Question

In 40 litres mixture of glycerine and
water, the ratio of glycerine and
water is 3 : 1. The quantity of water
added in the mixture in order to
make this ratio 2:1 is:
a) 15 litres
b) 10 litres
c) 8 litres
d) 5 litres​

Answer 1

Answer:

(d) 5 litres is the answer

Answer 2

Answer:

Option (d) is the correct answer.

Step-by-step explanation:

Step 1 of 2

The quantity of mixture of the glycerine and the water = $40$ litres

The ratio of glycerine to water = $3:1$

So, the quantity of the glycerine = $30$ litres

And the quantity of the water = $10$ litres

Let the water to be added further be $x$ litres.

And given new ratio is $2:1$.

Then,

New ratio = $\frac{Quantity\ of\ gylcerine}{Quantity\ of\ water + x}$

⇒  $\frac{2}{1} =\frac{30}{10+x}$ . . . . . (1)

Step 2 of 2

(a) If $x=15$ litres. Then,

From equation (1),

⇒ $\frac{2}{1} \neq \frac{30}{10+15}$

⇒ $\frac{2}{1} \neq \frac{30}{25}$

⇒ $2\neq \frac{6}{5}$

Thus, option (a) is incorrect.

(b) If $x=10$ litres.

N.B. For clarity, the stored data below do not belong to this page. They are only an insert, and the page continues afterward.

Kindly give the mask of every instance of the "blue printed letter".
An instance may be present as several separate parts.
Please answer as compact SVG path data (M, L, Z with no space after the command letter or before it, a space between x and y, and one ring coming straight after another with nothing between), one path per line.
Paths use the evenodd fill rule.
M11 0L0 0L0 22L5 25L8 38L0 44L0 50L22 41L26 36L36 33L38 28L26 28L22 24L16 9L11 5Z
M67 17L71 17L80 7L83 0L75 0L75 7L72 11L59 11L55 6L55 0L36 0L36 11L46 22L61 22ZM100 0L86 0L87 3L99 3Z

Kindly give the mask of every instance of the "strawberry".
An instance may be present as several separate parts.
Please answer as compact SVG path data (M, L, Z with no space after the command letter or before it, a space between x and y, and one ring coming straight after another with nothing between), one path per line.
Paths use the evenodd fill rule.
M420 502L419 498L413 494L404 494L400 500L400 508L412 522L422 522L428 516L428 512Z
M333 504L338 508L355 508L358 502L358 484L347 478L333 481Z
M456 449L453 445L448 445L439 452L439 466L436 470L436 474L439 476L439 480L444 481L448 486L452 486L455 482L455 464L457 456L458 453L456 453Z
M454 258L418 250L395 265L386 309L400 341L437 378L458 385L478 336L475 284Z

Then,

From equation (1),

⇒ $\frac{2}{1} \neq \frac{30}{10+10}$

⇒ $\frac{2}{1} \neq \frac{30}{20}$

⇒ $2\neq \frac{3}{2}$

Thus, option (b) is incorrect.

(c) If $x=8$ litres. Then,

From equation (1),

⇒ $\frac{2}{1} \neq \frac{30}{10+8}$

⇒ $\frac{2}{1} \neq \frac{30}{18}$

⇒ $2\neq \frac{5}{3}$

Thus, option (c) is incorrect.

(d) If $x=5$ litres. Then,

From equation (1),

⇒ $\frac{2}{1} = \frac{30}{10+5}$

⇒ $\frac{2}{1} = \frac{30}{15}$

⇒ $2=2$

Thus, option (d) is correct.

#SPJ2